Non sono in grado di dare un consiglio generale buono per tutti. Se, come la mia esperienza dice, le persone cercano quasi sempre un cambiamento, allora dico che bisogna crederci e avere fiducia nel cambiamento. In primo luogo, quindi, è importante capire se quel cambiamento che abbiamo individuato è veramente importante per noi, capire quali sono gli ostacoli e elaborare un vero piano del cambiamento. Certi cambiamenti importanti, infatti, non avvengono automaticamente, ma devono essere pianificati e necessitano di una verifica periodica. Tutto questo percorso non sempre è facile percorrerlo da soli perché il rischio è quello di “raccontarcela”, attività in cui in genere tutti noi siamo molto bravi. Nell’approccio del counseling a volte la cosa più difficile è capire quali sono gli obiettivi, perché spesso le persone vengono in uno stato di confusione. In questa fase è importantissimo non essere direttivi, perché quando una persona è confusa la prima cosa che fa è cercare la risposta negli altri.

 

Ci sono state molte critiche all’approccio in quanto si dice che si avvicina molto alla psicologia, dove sta la verità e soprattutto la differenza?

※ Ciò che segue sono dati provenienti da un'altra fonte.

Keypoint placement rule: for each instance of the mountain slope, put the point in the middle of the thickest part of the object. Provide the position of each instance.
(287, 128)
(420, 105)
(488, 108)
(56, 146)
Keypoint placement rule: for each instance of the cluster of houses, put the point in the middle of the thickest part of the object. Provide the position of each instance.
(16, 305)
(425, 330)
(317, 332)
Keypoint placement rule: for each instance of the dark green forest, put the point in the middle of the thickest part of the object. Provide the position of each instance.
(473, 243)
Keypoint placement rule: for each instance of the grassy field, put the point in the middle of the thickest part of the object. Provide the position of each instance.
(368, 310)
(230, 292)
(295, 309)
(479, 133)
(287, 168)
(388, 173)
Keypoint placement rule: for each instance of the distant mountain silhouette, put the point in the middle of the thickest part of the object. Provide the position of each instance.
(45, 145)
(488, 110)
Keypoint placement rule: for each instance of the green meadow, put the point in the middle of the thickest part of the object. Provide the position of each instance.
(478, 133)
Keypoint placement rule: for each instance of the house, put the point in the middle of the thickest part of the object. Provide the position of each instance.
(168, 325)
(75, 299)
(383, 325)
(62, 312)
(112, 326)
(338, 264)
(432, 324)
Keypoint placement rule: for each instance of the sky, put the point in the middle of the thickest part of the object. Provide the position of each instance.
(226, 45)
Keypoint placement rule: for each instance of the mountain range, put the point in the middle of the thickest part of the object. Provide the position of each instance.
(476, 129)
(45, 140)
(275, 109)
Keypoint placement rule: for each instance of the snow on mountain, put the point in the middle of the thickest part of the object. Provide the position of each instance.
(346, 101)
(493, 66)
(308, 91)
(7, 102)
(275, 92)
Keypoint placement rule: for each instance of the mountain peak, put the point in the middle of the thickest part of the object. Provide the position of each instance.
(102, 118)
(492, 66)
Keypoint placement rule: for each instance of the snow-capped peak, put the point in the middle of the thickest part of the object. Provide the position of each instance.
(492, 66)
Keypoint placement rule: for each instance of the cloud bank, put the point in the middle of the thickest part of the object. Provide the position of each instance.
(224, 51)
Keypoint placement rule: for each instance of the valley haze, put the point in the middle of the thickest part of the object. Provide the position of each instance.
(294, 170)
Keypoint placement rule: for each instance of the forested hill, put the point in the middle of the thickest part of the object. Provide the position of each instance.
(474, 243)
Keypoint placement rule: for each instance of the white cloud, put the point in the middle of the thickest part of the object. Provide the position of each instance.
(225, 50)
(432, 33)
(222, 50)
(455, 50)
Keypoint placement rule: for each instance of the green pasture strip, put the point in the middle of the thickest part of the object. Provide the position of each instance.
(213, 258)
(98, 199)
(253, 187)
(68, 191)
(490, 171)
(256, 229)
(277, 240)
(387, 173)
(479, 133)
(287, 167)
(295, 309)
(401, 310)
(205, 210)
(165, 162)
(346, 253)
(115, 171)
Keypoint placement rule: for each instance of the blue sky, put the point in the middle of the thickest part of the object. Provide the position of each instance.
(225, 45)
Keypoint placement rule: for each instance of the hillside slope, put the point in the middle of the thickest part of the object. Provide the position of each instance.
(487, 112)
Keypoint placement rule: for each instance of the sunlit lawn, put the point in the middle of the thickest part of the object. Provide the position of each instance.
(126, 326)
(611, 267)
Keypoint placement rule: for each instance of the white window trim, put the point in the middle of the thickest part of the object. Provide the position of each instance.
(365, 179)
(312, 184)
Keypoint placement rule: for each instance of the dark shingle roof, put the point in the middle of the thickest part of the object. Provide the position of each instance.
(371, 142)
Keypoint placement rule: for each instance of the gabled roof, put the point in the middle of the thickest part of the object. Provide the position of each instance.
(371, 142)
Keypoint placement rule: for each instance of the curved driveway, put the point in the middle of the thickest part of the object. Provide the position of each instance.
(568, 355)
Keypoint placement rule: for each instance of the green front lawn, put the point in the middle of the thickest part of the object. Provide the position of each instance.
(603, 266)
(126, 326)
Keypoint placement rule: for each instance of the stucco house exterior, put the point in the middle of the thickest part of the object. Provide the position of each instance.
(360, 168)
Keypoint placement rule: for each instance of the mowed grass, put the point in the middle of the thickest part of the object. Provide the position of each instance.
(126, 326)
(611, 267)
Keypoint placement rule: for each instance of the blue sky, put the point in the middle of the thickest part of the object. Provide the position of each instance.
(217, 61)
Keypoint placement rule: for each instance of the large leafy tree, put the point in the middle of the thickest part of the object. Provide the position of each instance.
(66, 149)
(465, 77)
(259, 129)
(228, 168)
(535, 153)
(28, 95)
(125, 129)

Le differenze ci sono e sono importanti. Anzitutto nel counseling non si lavora mai sulla parte malata della persona, ma si lavora sullo sviluppo delle potenzialità di una persona fondamentalmente sana. L’approccio del counseling è basato sul lavoro per obiettivi e non si devono superare gli 8/10 incontri, mentre tipicamente nella psicoterapia il percorso è più lungo e può durare anche anni. Nel counseling ovviamente non si utilizzano le tecniche della psicoterapia, nè si lavora sull’inconscio, ma si lavora solo con le energie e le qualità del cliente nel qui e ora, in relazione allo specifico tema che si decide di affrontare.  Mi sembra, quindi che i due approcci siano assai differenziati e facilmente distinguibili.

One thought on “Il counseling come processo di crescita

  1. Complimenti Vittorio queste tue risposte denotano tanta professionalità e sensibilità, ha studiato e lavorato tantissimo su di te. Io per uscire da quegli anni di buio
    Ho dovuto fare 7 anni di psicoterapia personale e di gruppo ho faticato molto ma alla fine qualche risultato l’ho ottenuto, te sei andato molto oltre, complimenti! Le risorse daltronde le hai sempre avute.